13.2 Company acknowledges and understands its obligations under this clause, and will comply with them.
14. General
14.1 Any claims brought under this DPA will be subject to the terms and conditions of the Main Agreement, including any exclusions and limitations set forth therein.
14.2 In the event of a conflict between the Main Agreement (or any document referred to therein) and this DPA, the provisions of this DPA shall prevail.
14.3 Company may change this DPA if the change is required to comply with Data Protection Laws, a court order or guidance issued by a governmental regulator or agency, provided that such change does not: (i) seek to alter the categorization of the Parties; (ii) expand the scope of, or remove any restrictions on, either Party’s rights to use or otherwise process Personal Data; or (iii) have a material adverse impact on Customer, as reasonably determined by Company. Company will use commercially reasonable efforts to inform Customer at least 30 days (or such shorter period as may be required to comply with applicable law, applicable regulation, a court order or guidance issued by a governmental regulator or agency) before the change will take effect.
Exhibit A - Standard Contractual Clauses and the UK Addendum
1. If Customer is a Controller – the Parties shall be deemed to enter into the Controller to Processor Standard Contractual Clauses (Module Two); if Customer is a Processor – the Parties shall be deemed to enter into the Processor to Processor Standard Contractual Clauses (Module Three).
2. This Exhibit A sets out the Parties' agreed interpretation of their respective obligations under Module Two or Module Three of the Standard Contractual Clauses (as applicable).
3. The Parties further agree that for the purpose of transfer of Personal Data between the Customer (Data Exporter) and the Company (Data Importer), the following shall apply:
3.1. Clause 7 of the Standard Contractual Clauses shall not be applicable.
3.2. In Clause 9, option 2 shall apply.
3.3. In Clause 11, data subjects shall not be able to lodge a complaint with an independent dispute resolution body.
3.4. In Clause 17, option 1 shall apply.
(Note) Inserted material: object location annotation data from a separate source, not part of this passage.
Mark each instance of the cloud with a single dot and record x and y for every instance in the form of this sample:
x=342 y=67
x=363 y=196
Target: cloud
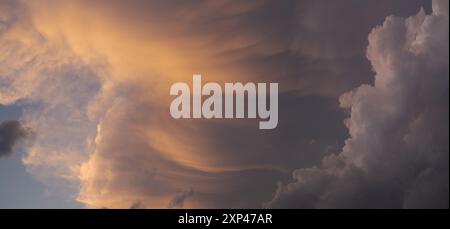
x=397 y=153
x=11 y=132
x=178 y=200
x=93 y=79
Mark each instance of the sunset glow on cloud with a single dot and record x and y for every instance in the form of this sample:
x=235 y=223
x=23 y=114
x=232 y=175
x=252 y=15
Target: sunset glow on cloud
x=363 y=109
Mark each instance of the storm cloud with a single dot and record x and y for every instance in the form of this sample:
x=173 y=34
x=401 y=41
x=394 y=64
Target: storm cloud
x=11 y=132
x=397 y=153
x=92 y=79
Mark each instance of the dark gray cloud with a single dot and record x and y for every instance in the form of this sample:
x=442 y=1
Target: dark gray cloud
x=11 y=132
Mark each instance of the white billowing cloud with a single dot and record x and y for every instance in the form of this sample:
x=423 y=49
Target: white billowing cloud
x=397 y=153
x=56 y=90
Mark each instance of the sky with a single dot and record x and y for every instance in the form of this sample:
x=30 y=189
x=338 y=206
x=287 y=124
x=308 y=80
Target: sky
x=363 y=104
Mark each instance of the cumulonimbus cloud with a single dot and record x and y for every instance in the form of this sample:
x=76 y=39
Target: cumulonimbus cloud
x=397 y=153
x=11 y=132
x=93 y=84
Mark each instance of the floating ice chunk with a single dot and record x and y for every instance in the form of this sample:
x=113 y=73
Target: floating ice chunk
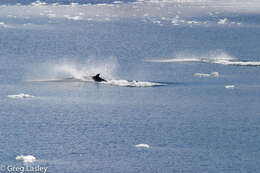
x=22 y=95
x=230 y=86
x=27 y=159
x=213 y=74
x=142 y=146
x=2 y=24
x=223 y=21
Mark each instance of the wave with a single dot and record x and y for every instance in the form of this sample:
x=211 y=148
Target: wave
x=59 y=72
x=213 y=74
x=115 y=82
x=126 y=83
x=22 y=95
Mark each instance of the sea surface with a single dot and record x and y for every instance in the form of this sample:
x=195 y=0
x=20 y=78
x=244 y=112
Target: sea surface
x=182 y=81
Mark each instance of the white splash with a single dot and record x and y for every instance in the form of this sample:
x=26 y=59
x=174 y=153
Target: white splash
x=126 y=83
x=26 y=159
x=230 y=86
x=22 y=95
x=142 y=146
x=213 y=74
x=222 y=21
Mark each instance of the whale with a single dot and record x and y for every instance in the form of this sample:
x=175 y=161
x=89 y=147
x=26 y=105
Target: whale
x=97 y=78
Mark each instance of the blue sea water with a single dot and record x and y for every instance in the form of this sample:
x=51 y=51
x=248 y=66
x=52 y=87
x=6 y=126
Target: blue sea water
x=191 y=123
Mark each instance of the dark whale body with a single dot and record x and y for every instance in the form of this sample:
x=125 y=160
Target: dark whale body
x=97 y=78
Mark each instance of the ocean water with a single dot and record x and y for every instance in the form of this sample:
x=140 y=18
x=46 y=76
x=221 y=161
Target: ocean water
x=160 y=60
The Parties agree that the clauses shall be governed by the law of the state of Ireland.
3.5. In Clause 18(b) the Parties choose the courts of Dublin.
4. The Parties shall complete Annexes I–III below, which are incorporated in the Standard Contractual Clauses by reference.
5. To the extent the UK Addendum applies, the following shall apply:
5.1. All the information provided under the Standard Contractual Clauses shall apply to the UK Addendum with the necessary changes per the requirement of the UK Addendum. Annexes 1A, 1B and 2 to the UK Addendum shall be replaced with Annexes I–III below, respectively.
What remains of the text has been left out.